Carbon budget could 'wipe out' UK chemicals industry
18 May 2011
London – The UK’s £60 billion chemical industry could be decimated unless measures are taken to cushion it from the impact of the government’s latest carbon-reduction targets, the Chemical Industries Association has warned.
The government is to put in place legally binding targets that will lead to a 50% cut in greenhouse gas emissions (on 1990 levels) by 2025. It also unveiled package of measures targeting an 80% emissions reduction by the year 2050.
Reacting to the Carbon budget announced by UK energy and climate change secretary Chris Huhne, the CIA says transitional support measures must be effective or industries that make carbon-saving products will be wiped out.
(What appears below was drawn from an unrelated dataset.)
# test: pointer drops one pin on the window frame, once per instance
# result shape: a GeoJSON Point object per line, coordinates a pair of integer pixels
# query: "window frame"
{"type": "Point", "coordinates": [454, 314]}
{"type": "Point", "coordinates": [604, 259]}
Acknowledging that government has accepted the need for transition measures, boss of the Association Steve Elliott has warned that unless they are effective the cumulative policy impact on energy-related costs – already the highest in Europe – lifts from 10% to over 100% of profits - turning profitable companies making green products into loss-making concerns.
Elliott said he and other industries want to work with government to make sure the green future can be delivered. But, he warned, if the measures “are half-hearted, manufacturing jobs and companies, who are delivering low-carbon solutions, will be ripped out of the industrial heartlands of the UK with very little prospect of new businesses being attracted to invest.”